E também há grandes dúvidas se Marcelo aceitará tal solução. Em Florença, questionado pelo PÚBLICO, o Presidente respondeu que pretende que haja, entre os 16 e os 18 anos, “qualquer tipo de informação ou relatório ou avaliação clínica, isto é, médica” para prevenir que mais tarde, “quando se tratar de mudar o sexo, não haver dúvidas ou contradições entre a decisão primeira de mudar de género e depois a outra de mudar de sexo”. Mas como as respostas do Parlamento aos vetos têm sido um pouco ao lado das recomendações de Marcelo e este tem depois promulgado, a esquerda acredita ter novamente hipóteses de ganhar a aposta numa solução ligeiramente ao lado da pedida.
O PAN, autor de um dos três diplomas que acabaram por dar lugar à iniciativa legislativa que foi aprovada há um mês, defende que há "condições para continuar a separar a esfera clínica da legal também no caso das pessoas trans menores de 18 anos". Mas divulgou uma nota em que o deputado André Silva diz querer reconfirmar a proposta aprovada no Parlamento.
Para o PS, o pedido de Marcelo “é perfeitamente acomodável numa alteração que se possa fazer proximamente”, disse Carlos César no final da reunião da bancada parlamentar. Tal como o Bloco, os socialistas fazem questão de vincar que o veto do Presidente não é em relação à iniciativa de extensão do direito à autodeterminação de género aos jovens entre os 16 e os 18 anos, mas apenas sobre um critério específico acerca da forma de acesso dos menores a esse direito.
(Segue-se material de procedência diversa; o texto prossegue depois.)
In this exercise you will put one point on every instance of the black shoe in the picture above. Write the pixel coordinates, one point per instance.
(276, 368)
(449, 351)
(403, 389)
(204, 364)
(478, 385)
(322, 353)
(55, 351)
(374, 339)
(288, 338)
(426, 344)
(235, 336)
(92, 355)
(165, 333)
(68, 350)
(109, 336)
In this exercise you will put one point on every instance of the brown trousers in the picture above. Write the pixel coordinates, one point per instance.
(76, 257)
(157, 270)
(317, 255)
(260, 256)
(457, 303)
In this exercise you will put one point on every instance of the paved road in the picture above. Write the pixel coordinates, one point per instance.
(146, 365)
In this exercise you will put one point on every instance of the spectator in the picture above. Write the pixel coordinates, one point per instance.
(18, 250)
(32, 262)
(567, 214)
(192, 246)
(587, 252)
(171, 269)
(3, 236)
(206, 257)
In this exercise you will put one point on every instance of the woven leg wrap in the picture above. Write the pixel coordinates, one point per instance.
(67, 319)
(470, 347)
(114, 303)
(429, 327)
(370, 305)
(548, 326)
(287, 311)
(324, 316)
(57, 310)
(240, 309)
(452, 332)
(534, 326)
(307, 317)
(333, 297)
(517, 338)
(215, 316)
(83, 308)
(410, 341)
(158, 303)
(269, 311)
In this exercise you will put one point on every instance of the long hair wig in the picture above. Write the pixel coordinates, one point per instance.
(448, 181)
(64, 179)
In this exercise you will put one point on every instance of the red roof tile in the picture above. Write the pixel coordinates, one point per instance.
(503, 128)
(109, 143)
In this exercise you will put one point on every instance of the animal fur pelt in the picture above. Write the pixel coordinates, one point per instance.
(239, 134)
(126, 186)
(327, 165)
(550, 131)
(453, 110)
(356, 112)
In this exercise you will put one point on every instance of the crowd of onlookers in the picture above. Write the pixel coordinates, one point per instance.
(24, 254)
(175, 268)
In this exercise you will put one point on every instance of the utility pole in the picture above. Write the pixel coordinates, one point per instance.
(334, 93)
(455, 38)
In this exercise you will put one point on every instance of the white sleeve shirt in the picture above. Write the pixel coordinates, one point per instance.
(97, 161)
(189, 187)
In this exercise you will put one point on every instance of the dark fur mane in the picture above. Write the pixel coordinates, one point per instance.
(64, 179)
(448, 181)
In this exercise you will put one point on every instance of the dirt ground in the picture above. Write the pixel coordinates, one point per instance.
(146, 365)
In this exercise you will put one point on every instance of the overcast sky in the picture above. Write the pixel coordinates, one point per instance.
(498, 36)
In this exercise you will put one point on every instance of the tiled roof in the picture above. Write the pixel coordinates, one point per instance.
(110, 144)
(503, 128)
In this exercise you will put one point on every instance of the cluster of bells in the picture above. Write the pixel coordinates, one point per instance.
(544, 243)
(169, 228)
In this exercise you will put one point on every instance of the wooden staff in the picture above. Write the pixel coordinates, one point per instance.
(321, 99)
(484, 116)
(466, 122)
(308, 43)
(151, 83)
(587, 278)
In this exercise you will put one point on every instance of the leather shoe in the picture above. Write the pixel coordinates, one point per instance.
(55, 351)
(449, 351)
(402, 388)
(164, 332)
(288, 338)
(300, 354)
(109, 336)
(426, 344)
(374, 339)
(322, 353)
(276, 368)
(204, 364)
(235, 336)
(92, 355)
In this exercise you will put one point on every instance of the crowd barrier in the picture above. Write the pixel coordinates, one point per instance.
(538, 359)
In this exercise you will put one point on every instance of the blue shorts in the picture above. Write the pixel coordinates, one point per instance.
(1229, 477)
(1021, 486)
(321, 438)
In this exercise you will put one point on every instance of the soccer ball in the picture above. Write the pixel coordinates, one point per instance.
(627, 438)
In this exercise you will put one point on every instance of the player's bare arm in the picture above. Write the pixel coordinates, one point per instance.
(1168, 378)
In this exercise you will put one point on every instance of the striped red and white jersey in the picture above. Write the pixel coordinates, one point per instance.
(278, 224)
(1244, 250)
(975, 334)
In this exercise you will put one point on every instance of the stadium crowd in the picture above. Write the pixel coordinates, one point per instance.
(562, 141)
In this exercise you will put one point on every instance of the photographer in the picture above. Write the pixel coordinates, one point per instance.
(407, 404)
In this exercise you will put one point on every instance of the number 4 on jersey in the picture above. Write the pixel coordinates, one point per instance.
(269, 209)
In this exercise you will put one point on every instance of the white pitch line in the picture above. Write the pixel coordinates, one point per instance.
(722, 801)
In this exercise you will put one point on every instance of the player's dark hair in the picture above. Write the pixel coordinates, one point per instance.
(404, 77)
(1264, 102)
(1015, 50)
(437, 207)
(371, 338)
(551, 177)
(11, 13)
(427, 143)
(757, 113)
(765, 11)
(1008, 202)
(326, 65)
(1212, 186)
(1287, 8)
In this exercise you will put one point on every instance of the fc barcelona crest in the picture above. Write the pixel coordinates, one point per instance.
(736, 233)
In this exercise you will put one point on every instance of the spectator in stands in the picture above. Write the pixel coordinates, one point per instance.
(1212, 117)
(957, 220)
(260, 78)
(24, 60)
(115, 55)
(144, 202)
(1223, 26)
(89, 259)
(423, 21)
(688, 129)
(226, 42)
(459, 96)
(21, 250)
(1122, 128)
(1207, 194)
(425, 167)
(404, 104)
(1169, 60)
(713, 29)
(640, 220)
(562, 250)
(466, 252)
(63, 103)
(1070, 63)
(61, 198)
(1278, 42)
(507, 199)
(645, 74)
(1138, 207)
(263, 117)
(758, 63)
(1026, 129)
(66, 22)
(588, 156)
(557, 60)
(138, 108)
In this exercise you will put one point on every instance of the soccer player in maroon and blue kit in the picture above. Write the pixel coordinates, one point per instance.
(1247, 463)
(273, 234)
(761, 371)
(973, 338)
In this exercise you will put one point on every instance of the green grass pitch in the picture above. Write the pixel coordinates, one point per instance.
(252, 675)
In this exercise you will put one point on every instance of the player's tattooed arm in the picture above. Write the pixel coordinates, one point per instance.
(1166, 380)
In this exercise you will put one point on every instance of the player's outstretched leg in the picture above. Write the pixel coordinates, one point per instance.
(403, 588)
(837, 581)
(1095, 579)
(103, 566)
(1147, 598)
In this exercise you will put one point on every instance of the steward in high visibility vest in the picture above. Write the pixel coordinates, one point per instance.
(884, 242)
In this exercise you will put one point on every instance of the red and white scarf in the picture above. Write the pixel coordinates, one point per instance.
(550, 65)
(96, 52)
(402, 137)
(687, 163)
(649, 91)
PSD e CDS exigem relatório
PSD e CDS aceitam votar a favor da lei se for introduzido o critério da apresentação do relatório médico que ateste a disforia de género, como constava da proposta de alteração dos sociais-democratas na discussão na especialidade. Quase em uníssono, afirmaram que era um veto “óbvio”, “avisado”, “compreensível” e inevitável” e pediram que a esquerda tenha a “sensatez, equilíbrio e ponderação” para reequacionar a questão. Na mensagem que enviou com o diploma devolvido ao Parlamento, o Presidente pede que “se debruce, de novo”, sobre a “previsão de avaliação médica prévia para cidadãos menores de 18 anos”.
O Bloco prefere ler na mensagem do Presidente alguma abertura para uma solução ligeiramente diferente. Para Sandra Cunha, exigir um relatório médico nesta fase da mudança de nome e de género no cartão de cidadão “é não compreender o que a lei efectivamente pretende”. “É não compreender um acto meramente civil, que não envolve cirurgias ou tratamentos irreversíveis. Quando esse tratamento ou cirurgia se impuser e a pessoa decidir aceder a ele e, evidentemente, como qualquer outro tratamento, será feito por médicos e com acompanhamento médico – como o Presidente pretende”, argumentou.